La crisi che stiamo vivendo e che sta sempre più stringendo la sua morsa avrà sicuramente un valore sociale perchè ci aiuterà ad apprezzare ciò che abbiamo che solo apparentemente può sembrare poco.
Detto questo, le persone devono avere la possibilità di crescere, di produrre, di inventarsi nuove aziende, nuove attività. Tutti devono avere la possibilità di creare e di investire nel proprio futuro. Tutti devono poter inseguire un sogno, a patto che sia concreto.
Per arrivare a questa condizione non sono poche le barriere da abbattere, ci sono molte delle maglie di quella rete che tende a legare tutto a se che vanno interrotte. La società deve essere globalizzata ma questa non deve essere la condizione predominante.
Una società più equa è sicuramente anche più umana e meno materiale, questo è un grande sogno ma non potrà mai essere l’opera di un solo Governo per farlo avverare.

La crisi rischia di esplodere ma ci sono le vacanze. La figuraccia mondiale del Senato italiano in tempi di crisi.

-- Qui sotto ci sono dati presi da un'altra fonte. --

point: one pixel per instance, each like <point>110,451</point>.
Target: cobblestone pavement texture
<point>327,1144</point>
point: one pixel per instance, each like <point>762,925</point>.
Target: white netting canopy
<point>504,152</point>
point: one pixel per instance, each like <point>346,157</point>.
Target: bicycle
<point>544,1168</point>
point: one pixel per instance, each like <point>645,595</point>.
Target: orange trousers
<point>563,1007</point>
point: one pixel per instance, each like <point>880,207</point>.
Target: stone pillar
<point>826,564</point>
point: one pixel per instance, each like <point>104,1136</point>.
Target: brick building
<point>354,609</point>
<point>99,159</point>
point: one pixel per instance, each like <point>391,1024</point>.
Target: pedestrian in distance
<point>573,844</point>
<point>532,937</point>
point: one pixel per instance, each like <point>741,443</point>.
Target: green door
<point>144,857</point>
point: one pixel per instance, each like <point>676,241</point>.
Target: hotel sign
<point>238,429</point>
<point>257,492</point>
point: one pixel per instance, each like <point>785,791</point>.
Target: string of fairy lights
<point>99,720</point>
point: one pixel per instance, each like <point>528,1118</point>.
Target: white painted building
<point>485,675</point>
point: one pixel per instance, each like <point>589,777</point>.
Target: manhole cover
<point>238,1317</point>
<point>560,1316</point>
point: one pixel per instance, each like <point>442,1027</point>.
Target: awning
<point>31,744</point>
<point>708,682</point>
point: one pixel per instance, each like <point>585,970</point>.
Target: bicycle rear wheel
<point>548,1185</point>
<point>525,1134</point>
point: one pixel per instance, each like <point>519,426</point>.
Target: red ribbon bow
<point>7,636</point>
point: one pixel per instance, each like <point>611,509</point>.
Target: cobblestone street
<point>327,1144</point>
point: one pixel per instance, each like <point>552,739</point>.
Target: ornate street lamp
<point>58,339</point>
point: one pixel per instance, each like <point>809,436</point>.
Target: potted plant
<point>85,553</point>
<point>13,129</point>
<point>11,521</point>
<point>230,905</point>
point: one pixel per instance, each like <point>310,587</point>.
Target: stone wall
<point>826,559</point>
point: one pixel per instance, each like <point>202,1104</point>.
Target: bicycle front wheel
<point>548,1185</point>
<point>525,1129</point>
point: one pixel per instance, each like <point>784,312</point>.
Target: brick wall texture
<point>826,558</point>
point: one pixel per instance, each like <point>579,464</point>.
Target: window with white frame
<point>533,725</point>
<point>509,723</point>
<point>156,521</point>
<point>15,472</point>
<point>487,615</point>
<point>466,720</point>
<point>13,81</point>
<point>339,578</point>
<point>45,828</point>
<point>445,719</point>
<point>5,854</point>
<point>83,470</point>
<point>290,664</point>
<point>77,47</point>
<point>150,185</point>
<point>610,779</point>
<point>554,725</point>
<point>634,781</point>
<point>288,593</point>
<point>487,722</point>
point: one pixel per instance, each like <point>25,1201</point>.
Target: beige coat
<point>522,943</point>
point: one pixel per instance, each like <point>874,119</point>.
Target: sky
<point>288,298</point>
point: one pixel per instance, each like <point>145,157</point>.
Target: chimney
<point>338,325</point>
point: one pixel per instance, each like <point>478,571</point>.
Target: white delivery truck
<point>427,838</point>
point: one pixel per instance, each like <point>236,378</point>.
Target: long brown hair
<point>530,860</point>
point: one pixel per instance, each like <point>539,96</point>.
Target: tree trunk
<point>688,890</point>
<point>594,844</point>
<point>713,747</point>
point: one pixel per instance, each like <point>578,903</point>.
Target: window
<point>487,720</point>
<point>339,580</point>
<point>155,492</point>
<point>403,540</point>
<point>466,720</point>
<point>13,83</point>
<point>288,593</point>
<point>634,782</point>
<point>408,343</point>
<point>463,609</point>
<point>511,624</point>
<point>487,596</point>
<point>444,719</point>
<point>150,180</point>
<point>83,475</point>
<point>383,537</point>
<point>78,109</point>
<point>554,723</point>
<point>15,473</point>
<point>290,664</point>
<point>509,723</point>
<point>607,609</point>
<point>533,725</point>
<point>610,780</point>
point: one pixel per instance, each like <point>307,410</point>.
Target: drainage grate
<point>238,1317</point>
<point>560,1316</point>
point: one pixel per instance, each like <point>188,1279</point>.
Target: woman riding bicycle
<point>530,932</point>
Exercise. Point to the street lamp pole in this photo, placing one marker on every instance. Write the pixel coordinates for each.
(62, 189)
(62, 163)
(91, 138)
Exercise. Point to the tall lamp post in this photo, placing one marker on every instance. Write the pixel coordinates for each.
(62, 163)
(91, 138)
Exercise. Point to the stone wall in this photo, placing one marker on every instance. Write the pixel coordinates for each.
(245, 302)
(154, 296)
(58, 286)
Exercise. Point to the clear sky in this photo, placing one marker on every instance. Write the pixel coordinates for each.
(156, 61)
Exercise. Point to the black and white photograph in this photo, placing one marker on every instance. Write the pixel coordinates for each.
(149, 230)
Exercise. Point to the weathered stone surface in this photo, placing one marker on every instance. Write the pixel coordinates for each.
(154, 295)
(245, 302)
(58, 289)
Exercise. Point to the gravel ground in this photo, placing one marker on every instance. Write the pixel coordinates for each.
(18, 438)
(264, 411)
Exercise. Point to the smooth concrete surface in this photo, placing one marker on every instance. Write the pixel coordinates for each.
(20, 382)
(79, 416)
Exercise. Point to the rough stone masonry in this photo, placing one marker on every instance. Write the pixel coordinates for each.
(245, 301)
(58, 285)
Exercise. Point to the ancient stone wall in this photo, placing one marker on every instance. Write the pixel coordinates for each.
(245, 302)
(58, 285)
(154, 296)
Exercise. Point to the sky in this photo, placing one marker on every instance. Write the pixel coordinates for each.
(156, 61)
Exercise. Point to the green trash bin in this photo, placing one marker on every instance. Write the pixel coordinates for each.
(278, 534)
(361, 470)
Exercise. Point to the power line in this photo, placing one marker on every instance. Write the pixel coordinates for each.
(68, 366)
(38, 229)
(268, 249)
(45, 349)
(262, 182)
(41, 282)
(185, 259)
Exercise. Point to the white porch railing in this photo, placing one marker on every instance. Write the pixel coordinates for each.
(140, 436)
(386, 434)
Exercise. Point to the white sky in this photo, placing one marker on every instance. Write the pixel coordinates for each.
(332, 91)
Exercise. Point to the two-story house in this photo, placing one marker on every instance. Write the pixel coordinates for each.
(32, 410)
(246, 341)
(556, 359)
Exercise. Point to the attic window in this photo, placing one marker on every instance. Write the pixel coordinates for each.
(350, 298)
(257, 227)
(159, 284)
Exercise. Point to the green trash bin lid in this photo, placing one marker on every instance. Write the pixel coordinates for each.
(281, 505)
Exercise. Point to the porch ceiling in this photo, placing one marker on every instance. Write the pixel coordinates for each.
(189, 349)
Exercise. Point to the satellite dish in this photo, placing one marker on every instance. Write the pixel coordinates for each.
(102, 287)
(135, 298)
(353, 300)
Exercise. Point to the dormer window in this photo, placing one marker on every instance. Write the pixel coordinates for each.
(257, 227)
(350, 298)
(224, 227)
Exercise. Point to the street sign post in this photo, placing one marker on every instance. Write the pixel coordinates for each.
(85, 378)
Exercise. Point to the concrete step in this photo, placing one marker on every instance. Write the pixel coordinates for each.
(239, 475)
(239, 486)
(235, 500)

In questi giorni in cui il caldo estivo è tornato a farsi sentire, ai cittadini italiani più attenti non è sfuggita l’immagine dei gioni scorsi del senato semivuoto. Solo 11 senatori a dare l’avvio alla discussione sulla manovra correttiva da 45,5 miliardi di euro.
Il parlamento non dovrebbe mai essere mai vuoto, figuriamoci in momenti come questo in cui la crisi economica che ci sta attanagliando sta per esplodere.
Come sempre l’impressione è che in Italia le ferie, le vacanze, abbiano la priorità su tutto. W l’Italia, occhi foderati e tappi nelle orecchie, siamo in vacanza e ci risveglieremo solo quando sarà terminata. Troppo comodo…
Il problema è che quest’anno l’Italia rischia di risvegliarsi dal suo assurdo mese di agosto con le ossa rotte, con una situazione economica che potrebbe essere irreversibile. Questo perchè la crisi in cui siamo caduti è potenzialmente esplosiva e non sappiamo e non riusciamo ad intuire in che tipo di baratro potrebbe portarci.
Questo non basta a riempire il Senato, non avevamo dubbi, sono in molti ad avere la pagnotta garantita, normale che non si preoccupino, c’hanno la vita da godersi. Pazienza poi se l’immagine che diamo in Europa è pessima visto che la foto del senato in tempi di crisi ha fatto il giro del mondo, le responsabilità sono sempre di altri. Leggo inoltre che alcuni senatori abbiano anche reagito male alle polemiche sulle assenze, alcuni big, parlano di polemiche ipocrite e ingiustificate ma dov’è finito il senso di responsabilità!
Dov’è finito il senso di responsabilità! Il senso di rispetto nei confronti di tutti i cittadini chiamati a fare sacrifici! Il senso dello stato e del ruolo che si occupa!
E’ questa l’Italia di oggi, forse raggiuto il baratro ci sarà un risveglio generale e si tornerà a dare il giusto valore alle cose.

L’Europa, l’Italia e la crisi economica

Ho sempre pensato che nei momenti difficili, nelle situazioni complicate, l’uomo e la società tirassero fuori il meglio di se. Penso di averne avuto conferma anche in questi giorni in cui la crisi economica ha messo a dura prova l’Italia e l’Europa.
Gli attacchi speculativi che hanno messo in difficoltà l’Italia ed erano prossimi a colpire anche la Francia, hanno costretto la BCE a ragionare e operare come la Banca Centrale di un unione di stati come quella europea dovrebbe fare.
L’acquisto di titoli di stato italiani e spagnoli da parte della BCE è un grande passo avanti verso la creazione di un’Europa forte e in grado di superare i momenti di crisi e le insidie portate dai mercati con attacchi speculativi verso gli stati più deboli.
Oggi è stato fatto un grande passo in avanti, l’Europa c’è e avrà la forza di uscire dalla crisi.